GfellerLab / MetacellAnalysisToolkit

Toolkit for metacell analysis
13 stars 2 forks source link

No module named 'anndata' error #8

Open gianfilippo opened 6 months ago

gianfilippo commented 6 months ago

Hi,

I tried both the conda and docker (using singularity) versions I run the following MATK -t SuperCell -i data/cd34_multiome_rna.h5ad -o MATK_output/SuperCell/cd34/ -n 50 -f 2000 -k 30 -g 75 -s seurat and singularity run --bind $(pwd) matk_v1.0.sif MATK -t SuperCell -i data/cd34_multiome_rna.h5ad -o MATK_output/SuperCell/cd34/ -n 50 -f 2000 -k 30 -g 75 -s seurat

and I get the error below. Can you please help ?

Thanks

Error in py_module_import(module, convert = convert) : ModuleNotFoundError: No module named 'anndata' Run reticulate::py_last_error() for details. Calls: -> -> py_module_import Execution halted

aurelieGabriel commented 6 months ago

Dear Gianfilippo,

Thank you for your interest in MetacellAnalysisToolkit.

Using the following command lines, we obtained no error:

singularity pull docker://agabriel/matk:v1.0
singularity run --bind $(pwd) matk_v1.0.sif MATK -t SuperCell -i data/cd34_multiome_rna.h5ad -o MATK_output/SuperCell/cd34/ -n 50 -f 2000 -k 30 -g 75 -s seurat

We suspect that we are not using the same file as input. Unfortunately, the link to download the cd34_multiome_rna.h5ad initially provided in our README seems to be corrupted at the moment. We apologize for the inconvenience and have updated the link. Could you please download again the data and check that you have the following md5: 4cd8d82adfe267f54e13d8a383918fd0 by running: md5sum data/cd34_multiome_rna.h5ad.

We can also run a test on another dataset. After cloning/pulling the current MetacellAnalysisToolkit repository you can try the following command lines:

Finally, for future usage, please note that matk:v1.0 is based on Seurat V4 and matk:v1.1 on Seurat V5. The command lines described above should run with both docker environments.

Best wishes.

gianfilippo commented 6 months ago

Hi,

thanks, but I still get the same error. I think both the conda version and the Docker version look into my local Python path.

What do you suggest ?

Thanks

aurelieGabriel commented 6 months ago

Hi,

Thanks for the feedback, I agree that it could be the case considering the error message. I am surprised though that this happens in the docker container.
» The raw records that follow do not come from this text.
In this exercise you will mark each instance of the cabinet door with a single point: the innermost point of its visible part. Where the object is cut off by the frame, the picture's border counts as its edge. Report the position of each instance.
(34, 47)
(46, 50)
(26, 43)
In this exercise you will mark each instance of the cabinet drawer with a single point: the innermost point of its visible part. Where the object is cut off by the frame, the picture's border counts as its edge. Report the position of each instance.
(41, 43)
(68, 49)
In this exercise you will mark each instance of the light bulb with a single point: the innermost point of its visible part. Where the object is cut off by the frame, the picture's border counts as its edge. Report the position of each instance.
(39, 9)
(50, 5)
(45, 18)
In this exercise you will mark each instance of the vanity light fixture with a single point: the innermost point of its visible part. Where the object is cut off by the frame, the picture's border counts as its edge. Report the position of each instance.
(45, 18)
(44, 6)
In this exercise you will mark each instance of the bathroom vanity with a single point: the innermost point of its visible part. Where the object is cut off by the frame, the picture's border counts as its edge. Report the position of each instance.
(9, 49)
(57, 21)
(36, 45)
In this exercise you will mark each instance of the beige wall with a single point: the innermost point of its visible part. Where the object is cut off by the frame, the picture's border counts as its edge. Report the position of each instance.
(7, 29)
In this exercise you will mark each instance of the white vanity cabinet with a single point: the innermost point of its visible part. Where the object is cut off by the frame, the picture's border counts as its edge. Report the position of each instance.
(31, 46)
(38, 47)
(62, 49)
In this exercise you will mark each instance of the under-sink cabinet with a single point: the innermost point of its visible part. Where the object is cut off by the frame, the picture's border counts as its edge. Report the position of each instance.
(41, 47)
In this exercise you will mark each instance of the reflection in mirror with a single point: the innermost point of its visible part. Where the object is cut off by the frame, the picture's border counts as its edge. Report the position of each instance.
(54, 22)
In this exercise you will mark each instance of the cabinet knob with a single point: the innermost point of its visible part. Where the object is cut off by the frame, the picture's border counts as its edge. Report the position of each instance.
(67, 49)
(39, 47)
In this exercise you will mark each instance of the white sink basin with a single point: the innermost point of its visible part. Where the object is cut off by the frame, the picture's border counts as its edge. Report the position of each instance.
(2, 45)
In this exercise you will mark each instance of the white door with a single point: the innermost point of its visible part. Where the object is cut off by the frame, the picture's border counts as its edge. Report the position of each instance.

Could you try to identify which python is used, running: singularity run --bind $(pwd) matk_v1.0.sif which python In my case, I obtain the following: /opt/conda/envs/MetacellAnalysisToolkit/bin/python

I think that singularity has a strange behaviour and mounts also the HOME directory, can you provide the output of the following command: singularity run --bind $(pwd) matk_v1.0.sif Rscript -e "reticulate::py_config()"
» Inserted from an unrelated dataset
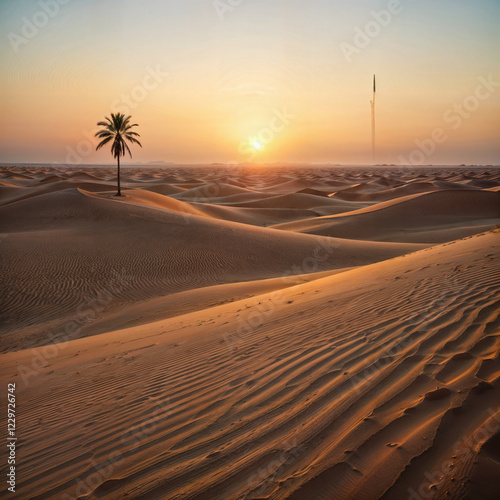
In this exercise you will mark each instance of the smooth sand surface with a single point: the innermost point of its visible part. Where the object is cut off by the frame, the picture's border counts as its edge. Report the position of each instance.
(253, 333)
and then do the same adding the --no-home option: singularity run --no-home --bind $(pwd) matk_v1.0.sif Rscript -e "reticulate::py_config()"
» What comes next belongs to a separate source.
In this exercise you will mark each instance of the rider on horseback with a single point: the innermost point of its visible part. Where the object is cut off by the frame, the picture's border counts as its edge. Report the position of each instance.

I suspect that adding --no-home could solve your issue.

Note that I had to update the docker containers, please pull again the containers using singularity before running your tests.

Let me know if this helps and I will update the README accordingly.

Best wishes, Aurélie

gianfilippo commented 6 months ago

Hi,

thanks. I am puzzled as well.

Anyway, 1) singularity run --bind $(pwd) matk_v1.0.sif which python /opt/conda/envs/MetacellAnalysisToolkit/bin/python

2) singularity run --bind $(pwd) matk_v1.0.sif Rscript -e "reticulate::py_config()" python: /home/XXX/.conda/envs/r-reticulate/bin/python libpython: /home/XXX/.conda/envs/r-reticulate/lib/libpython3.10.so pythonhome: /home/XXX/.conda/envs/r-reticulate:/home/XXX/.conda/envs/r-reticulate version: 3.10.14 | packaged by conda-forge | (main, Mar 20 2024, 12:45:18) [GCC 12.3.0] numpy: [NOT FOUND]

3) singularity run --no-home --bind $(pwd) matk_v1.0.sif Rscript -e "reticulate::py_config()" python: /home/XXX/.conda/envs/r-reticulate/bin/python libpython: /home/XXX/.conda/envs/r-reticulate/lib/libpython3.10.so pythonhome: /home/XXX/.conda/envs/r-reticulate:/home/XXX/.conda/envs/r-reticulate version: 3.10.14 | packaged by conda-forge | (main, Mar 20 2024, 12:45:18) [GCC 12.3.0] numpy: [NOT FOUND]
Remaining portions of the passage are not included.